Die Kosten beruhen nicht auf einem unabwendbaren Ereignis, das von außen in der Weise
auf den Kl. eingewirkt hätte, dass der Prozess und das ihn auslösende Ereignis für ihn
unvermeidbar gewesen wären. Der Senat verkennt insoweit nicht, dass es sich bei einem
Vaterschaftsfeststellungsverfahren um einen besonders ausgestalteten familienrechtlichen
Prozess mit Gestaltungswirkung für die Zukunft handelt, der auch zu erheblichen
finanziellen Auswirkungen führen kann. In die Zukunft wirkende Bindungen sowie
finanzielle Belastungen für die unterliegende Partei sind jedoch gerade typisch für alle
Zivilrechtsprozesse.
Einen Sachverhalt, der dem der Entscheidung des BFH vom 04.12.2001 a.a.O.
zugrundeliegenden vergleichbar wäre, hält der Senat nicht für gegeben. Zwar betrifft die
Frage der Vaterschaftsfeststellung ebenso einen Kernbereich menschlichen Lebens wie
die Frage des Umgangsrechts des nichtehelichen Vaters mit seinen Kindern. Jedoch war in
dem vom BFH entschiedenen Fall der Vater zwingend auf den Prozessweg verwiesen, da
ihm seitens der Kindesmutter der Umgang verweigert wurde.

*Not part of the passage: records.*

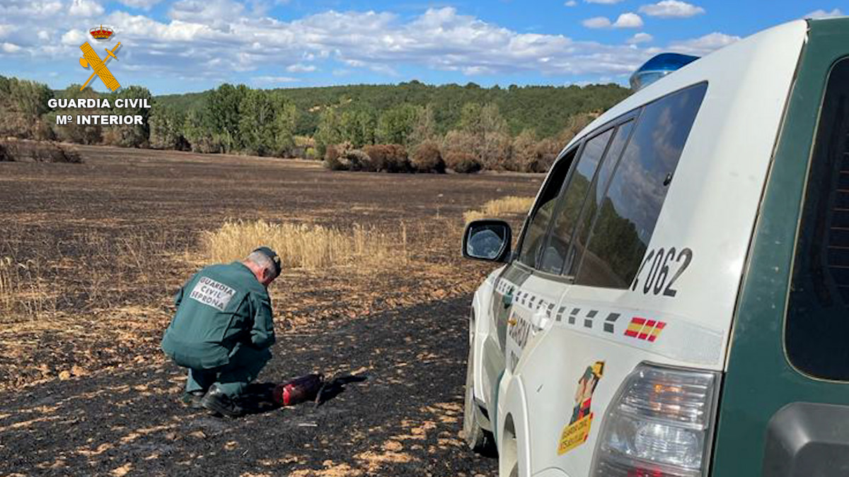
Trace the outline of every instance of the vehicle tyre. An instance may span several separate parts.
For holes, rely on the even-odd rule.
[[[469,346],[469,362],[466,365],[466,392],[463,409],[463,435],[466,444],[476,453],[496,457],[498,450],[492,433],[481,428],[478,423],[477,404],[475,403],[475,378],[473,372],[474,354]]]

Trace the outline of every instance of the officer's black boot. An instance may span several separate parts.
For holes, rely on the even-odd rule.
[[[200,400],[200,405],[210,411],[223,414],[228,418],[238,418],[245,412],[236,400],[224,394],[218,386],[212,384],[206,396]]]
[[[181,401],[183,401],[183,404],[191,407],[192,409],[203,409],[204,407],[200,404],[200,401],[203,400],[204,395],[205,394],[206,392],[202,390],[183,393],[183,399]]]

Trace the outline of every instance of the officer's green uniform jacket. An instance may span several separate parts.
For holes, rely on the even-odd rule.
[[[268,292],[241,262],[200,270],[174,301],[177,314],[162,350],[181,366],[211,369],[227,365],[241,346],[265,350],[274,344]]]

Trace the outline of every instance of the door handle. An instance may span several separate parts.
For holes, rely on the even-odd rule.
[[[509,306],[513,305],[513,294],[509,293],[502,295],[501,303],[504,306],[504,308],[509,308]]]

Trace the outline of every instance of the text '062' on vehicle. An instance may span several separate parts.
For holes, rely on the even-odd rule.
[[[502,476],[849,474],[849,19],[680,63],[566,145],[514,246],[467,226],[503,266],[464,435]]]

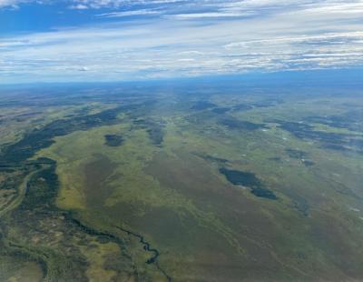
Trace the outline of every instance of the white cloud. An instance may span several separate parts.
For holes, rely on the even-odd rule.
[[[188,1],[188,9],[172,13],[163,5],[172,0],[156,2],[162,8],[123,8],[95,17],[157,15],[136,23],[123,19],[122,25],[3,37],[2,80],[117,80],[363,65],[363,22],[357,12],[363,1],[205,1],[203,11]]]

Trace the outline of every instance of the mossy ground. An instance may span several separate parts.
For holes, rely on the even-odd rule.
[[[361,132],[307,119],[345,116],[348,105],[363,100],[328,91],[318,96],[282,91],[279,97],[265,91],[158,94],[152,102],[122,109],[112,123],[81,130],[73,125],[74,131],[54,136],[33,159],[56,161],[56,208],[122,239],[124,248],[73,226],[71,237],[64,233],[70,226],[58,217],[42,218],[40,231],[21,243],[62,249],[68,234],[75,253],[54,257],[84,259],[82,273],[93,281],[165,279],[156,265],[145,263],[151,254],[138,238],[118,227],[142,235],[160,252],[158,266],[176,281],[363,278],[363,154],[358,143],[341,151],[313,138],[323,132],[355,139]],[[136,98],[118,103],[125,106]],[[111,106],[81,105],[85,116]],[[68,109],[66,116],[79,113]],[[240,122],[231,126],[226,118]],[[314,135],[299,137],[281,126],[283,121],[308,124]],[[107,146],[107,135],[123,136],[123,143]],[[277,198],[233,185],[221,173],[223,167],[254,176]],[[15,238],[32,229],[14,222],[9,228]]]

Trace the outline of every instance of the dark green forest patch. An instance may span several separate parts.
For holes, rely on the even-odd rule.
[[[221,120],[220,123],[230,129],[243,130],[243,131],[253,131],[266,127],[265,125],[263,124],[255,124],[249,121],[239,120],[233,117],[223,118],[222,120]]]
[[[208,101],[199,101],[197,103],[195,103],[191,109],[192,110],[198,110],[198,111],[202,111],[202,110],[206,110],[211,107],[217,106],[217,105],[212,104],[211,102]]]
[[[250,193],[256,196],[276,200],[276,195],[270,189],[264,187],[260,180],[255,174],[240,170],[220,168],[220,172],[224,175],[228,181],[233,185],[243,186],[250,188]]]
[[[109,146],[119,146],[123,144],[123,137],[114,134],[107,134],[104,136],[104,144]]]

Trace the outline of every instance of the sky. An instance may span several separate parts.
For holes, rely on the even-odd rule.
[[[0,0],[0,84],[362,65],[363,0]]]

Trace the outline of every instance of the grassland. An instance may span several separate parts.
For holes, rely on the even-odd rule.
[[[4,279],[363,279],[361,94],[200,87],[27,105],[43,118],[1,151]]]

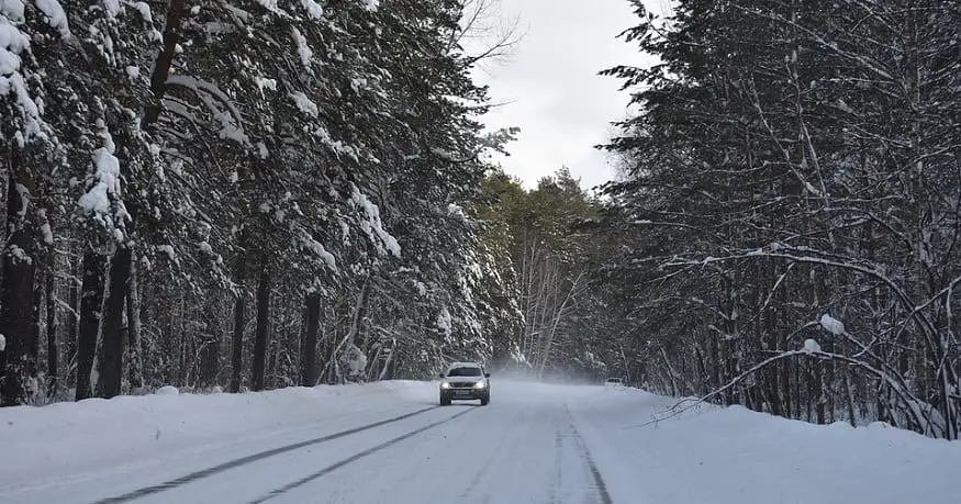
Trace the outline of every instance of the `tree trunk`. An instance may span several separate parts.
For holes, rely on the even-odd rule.
[[[80,268],[77,268],[76,261],[72,260],[72,257],[68,259],[70,261],[70,313],[67,317],[67,333],[64,335],[67,340],[67,369],[64,373],[64,378],[67,379],[67,383],[65,387],[69,388],[71,384],[76,387],[77,384],[77,348],[79,346],[77,328],[80,322],[80,288],[81,282],[80,277],[83,275],[82,264]],[[81,261],[82,262],[82,261]]]
[[[60,374],[60,356],[59,346],[57,345],[57,284],[54,276],[54,257],[51,254],[47,259],[47,278],[44,289],[47,309],[47,378],[49,379],[49,382],[47,382],[47,395],[49,397],[56,397],[59,391],[58,377]]]
[[[25,384],[36,369],[33,349],[35,239],[26,228],[30,181],[18,180],[10,171],[7,191],[7,225],[11,229],[3,254],[3,283],[0,285],[0,334],[7,340],[0,351],[0,405],[27,402]],[[22,191],[22,193],[21,193]],[[22,254],[22,256],[21,256]],[[33,371],[32,371],[33,370]]]
[[[244,232],[241,233],[241,244],[237,249],[237,258],[234,271],[234,283],[239,285],[241,292],[234,300],[234,335],[231,339],[231,392],[241,392],[241,382],[244,371],[244,318],[246,316],[247,291],[244,281],[247,276],[246,239]]]
[[[264,390],[264,371],[267,363],[267,333],[270,322],[270,271],[266,253],[260,256],[260,280],[257,283],[257,334],[254,339],[254,369],[252,389]]]
[[[301,384],[314,387],[317,371],[317,329],[321,326],[321,294],[306,294],[306,332],[304,333],[303,356],[301,357]]]
[[[131,258],[130,289],[126,298],[126,362],[127,380],[132,391],[144,388],[144,358],[141,343],[141,296],[137,278],[137,262]]]
[[[77,334],[77,395],[80,401],[93,396],[93,361],[97,357],[97,334],[103,304],[103,256],[88,250],[83,254],[83,285],[80,294],[80,327]]]
[[[107,300],[103,303],[100,348],[100,396],[110,399],[121,393],[123,377],[123,309],[131,275],[131,249],[118,248],[110,259]]]

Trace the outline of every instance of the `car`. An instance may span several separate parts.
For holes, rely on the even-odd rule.
[[[491,373],[477,362],[454,362],[440,373],[440,405],[451,401],[476,401],[481,406],[491,402]]]

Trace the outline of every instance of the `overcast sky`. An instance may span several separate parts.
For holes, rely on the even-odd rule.
[[[513,54],[487,61],[476,72],[491,88],[496,107],[485,116],[492,128],[519,126],[498,158],[505,171],[527,188],[562,166],[583,188],[613,177],[604,153],[594,149],[610,136],[612,121],[623,119],[627,93],[619,81],[597,76],[615,65],[641,65],[648,59],[615,36],[637,24],[627,0],[495,0],[500,18],[519,16],[523,38]],[[661,13],[668,0],[650,0]],[[476,43],[471,43],[473,45]]]

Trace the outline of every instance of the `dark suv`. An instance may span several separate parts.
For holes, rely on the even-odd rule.
[[[491,402],[491,373],[477,362],[455,362],[440,373],[440,405],[450,401],[480,400],[481,406]]]

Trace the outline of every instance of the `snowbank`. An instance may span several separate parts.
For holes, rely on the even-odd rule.
[[[610,489],[614,502],[959,502],[961,443],[881,424],[819,426],[738,406],[704,405],[641,426],[674,402],[629,390],[572,407],[601,472],[611,482],[637,482]]]
[[[317,429],[336,432],[426,407],[435,395],[434,387],[412,381],[211,395],[165,388],[154,395],[0,408],[0,447],[16,460],[0,466],[0,494],[137,463],[172,462],[179,473],[177,461],[191,453],[243,456]]]

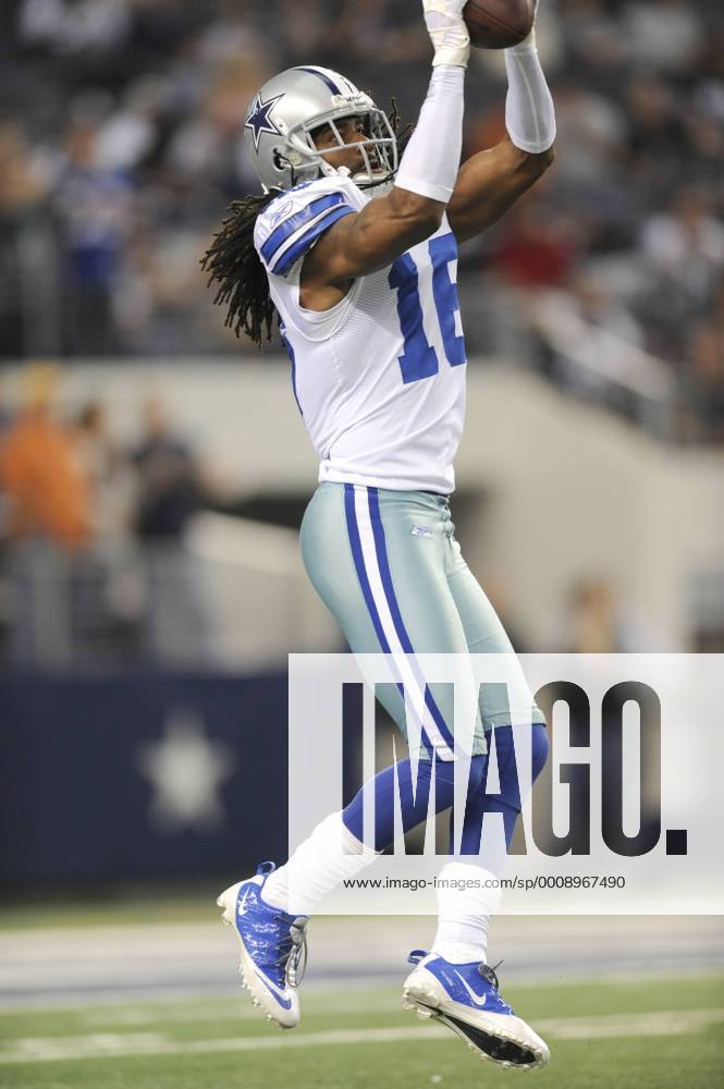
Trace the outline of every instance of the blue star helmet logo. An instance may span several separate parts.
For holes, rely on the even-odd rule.
[[[270,98],[268,102],[261,101],[261,95],[257,95],[254,99],[251,112],[246,119],[244,127],[250,129],[254,133],[254,146],[257,151],[259,150],[261,133],[271,133],[272,136],[283,135],[269,117],[277,102],[279,102],[283,97],[283,95],[278,95],[277,98]]]

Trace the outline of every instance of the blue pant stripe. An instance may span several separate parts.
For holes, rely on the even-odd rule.
[[[380,643],[380,647],[385,654],[391,653],[390,644],[384,634],[384,628],[382,627],[382,621],[380,620],[380,614],[378,612],[377,605],[375,604],[375,597],[372,595],[372,588],[369,585],[369,578],[367,577],[367,571],[365,568],[365,556],[361,550],[361,543],[359,540],[359,527],[357,526],[357,514],[355,511],[355,486],[353,484],[345,484],[344,486],[344,513],[347,519],[347,535],[349,537],[349,544],[352,547],[352,558],[355,563],[355,570],[357,572],[357,578],[359,579],[359,586],[363,591],[363,597],[367,604],[369,615],[377,634],[377,638]],[[405,698],[405,688],[402,683],[397,683],[397,692]],[[422,745],[429,749],[432,749],[430,739],[425,731],[421,730],[421,742]]]
[[[407,628],[402,619],[402,613],[400,612],[400,604],[397,603],[397,598],[394,591],[394,585],[392,582],[392,572],[390,571],[390,561],[388,559],[388,547],[384,539],[384,526],[382,525],[382,515],[380,514],[380,497],[378,494],[377,488],[367,489],[368,500],[369,500],[369,516],[372,524],[372,533],[375,535],[375,548],[377,551],[377,561],[380,567],[380,574],[382,576],[382,586],[384,587],[384,596],[388,599],[388,605],[390,608],[390,613],[397,633],[397,638],[402,645],[403,650],[406,654],[414,654],[415,648],[413,647],[412,639],[407,634]],[[425,681],[420,677],[420,684]],[[437,725],[438,730],[442,734],[443,741],[450,748],[454,748],[454,738],[451,731],[447,729],[447,723],[444,720],[440,708],[434,701],[434,697],[430,692],[429,687],[425,685],[425,705],[432,715],[432,721]]]

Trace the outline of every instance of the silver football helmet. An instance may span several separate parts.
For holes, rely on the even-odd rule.
[[[345,144],[336,126],[344,118],[359,118],[365,139]],[[364,167],[352,175],[360,188],[381,185],[397,170],[397,138],[383,110],[369,95],[329,69],[306,65],[287,69],[254,97],[246,111],[244,144],[265,192],[289,189],[320,175],[344,172],[322,159],[312,133],[329,125],[339,148],[360,150]],[[326,154],[334,148],[324,148]]]

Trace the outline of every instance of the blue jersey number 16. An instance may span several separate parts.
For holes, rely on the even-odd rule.
[[[451,367],[466,362],[465,338],[455,331],[455,314],[459,310],[457,286],[450,279],[450,262],[457,257],[457,243],[453,234],[431,238],[428,244],[432,261],[432,295],[434,298],[440,332],[445,348],[445,358]],[[431,378],[440,369],[438,353],[428,344],[422,321],[422,306],[418,285],[418,272],[409,254],[398,257],[390,269],[390,286],[397,292],[397,314],[400,328],[405,338],[405,350],[400,356],[402,380],[419,382]]]

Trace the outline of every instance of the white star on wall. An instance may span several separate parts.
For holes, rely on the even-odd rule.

Im hier vorliegenden Fall bestand aber auch die Möglichkeit der Anerkennung der
Vaterschaft. Der Senat hält es im vorliegenden Fall auch nicht für unzumutbar, den
Prozesskosten durch einen Anerkenntis der Vaterschaft - gegebenenfalls nach Einholung
eines entsprechenden serologischen Gutachtens - auszuweichen. Zwar hat der Kl.
vorgetragen, dass " begründete Zweifel" an seiner Vaterschaft bestanden hätten. Er hat
dazu jedoch lediglich vorgetragen, dass er annehmen musste, die Mutter des Kindes habe
einen "freizügigen Lebenswandel" geführt. Insoweit unterscheidet sich der vorliegende
Sachverhalt auch maßgeblich von dem durch das FG Berlin entschiedenen Fall, in dem
unstreitig ein anderer als Vater ernsthaft in Betracht kam (vgl. Urteil des FG Berlin vom
15.01.2001, a.a.O).
Der Senat sieht auch Unterschiede zu Verfahren, in denen der Steuerpflichtige auf Grund
einer Unachtsamkeit bei der Teilnahme am Straßenverkehr zu Schadensersatz verurteilt
wird. Denn in heutiger Zeit ist die Teilnahme am Straßenverkehr nicht nur zur Gestaltung
der Freizeit sondern auch für die Berufstätigkeit und damit für die Erwirtschaftung des
Lebensunterhalts in der Regel zwingend. Während er in der Gestaltung seiner
persönlichen Beziehungen fei ist, kann sich der Steuerpflichtige den Gefahren des
Straßenverkehrs tatsächlich nicht entziehen. Das rechtfertigt es, in den letztgenannten
Fällen nicht jede Unachtsamkeit einer Anerkennung der Prozesskosten als
außergewöhnlich Belastung ausschließen zu lassen.
Dass ohne die Führung des Vaterschaftsprozesses die Existenz des Kl. gefährdet gewesen
wäre, wurde nicht vorgetragen und ist auch nicht ersichtlich.
Die Kostenentscheidung beruht auf § 135 Abs. 1 FGO.
Die Revision war gem. § 115 Abs. 2 Nr. 2 FGO zur Fortbildung des Rechts zuzulassen.